A doutrina moderna entende que princípio da legalidade deve ser compreendido como sendo a junção do princípio da reserva legal (lei em sentido estrito) mais o princípio da anterioridade.

Noutro vértice, encontram-se as normas penais em branco, que são normas que necessitam de uma complementação normativa para que se possa compreender a aplicação de seu preceito primário, sendo tais normas subdivididas em normas penais em branco homogêneas e normas penais em branco heterogêneas.

A norma penal em branco homogênea tem seu complemento normativo emanado do legislador, passando por um trâmite legislativo a fim de se inovar a ordem jurídica. Entretanto, a norma penal em branco heterogênea tem seu complemento normativo emanado por outra esfera de poder, que não é o legislativo, sem passar por trâmites legais, inovando a ordem jurídica.

Em face da ponte que se faz ao criar tipos penais sem se passar pelo trâmite legislativo, através de discussões em ambas as casas do Congresso Nacional, as normas penais em branco heterogêneas perscrutam demasiados estudiosos do direito sobre sua compatibilização com o princípio da legalidade, em especial no seu fundamento democrático, ou seja, uma “criação” camuflada de tipos penais sem ser pelos representantes do povo.
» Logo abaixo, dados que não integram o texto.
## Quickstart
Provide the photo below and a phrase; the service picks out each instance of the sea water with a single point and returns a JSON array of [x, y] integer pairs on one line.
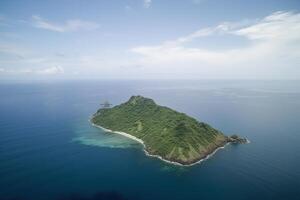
[[49, 150]]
Reportam, ainda, que as normas penais em branco heterogêneas, à guisa do princípio da legalidade, não obedecem à taxatividade da norma, remetendo a complementação de seu conteúdo a outras esferas de poder, que deteriam, em tese, uma função indireta atípica de legislar sobre Direito Penal.

O presente trabalho foi embasado em pesquisas bibliográficas, visando demonstrar a afronta ao princípio da legalidade pelas normas penais em branco heterogêneas.

 

1  ONTOLOGIA DO DIREITO PENAL

 

Em apertada síntese, o Direito Penal é um ramo do Direito Público, por conter mandamentos de ordem pública impostos a todos de maneira coercitiva em um determinado território.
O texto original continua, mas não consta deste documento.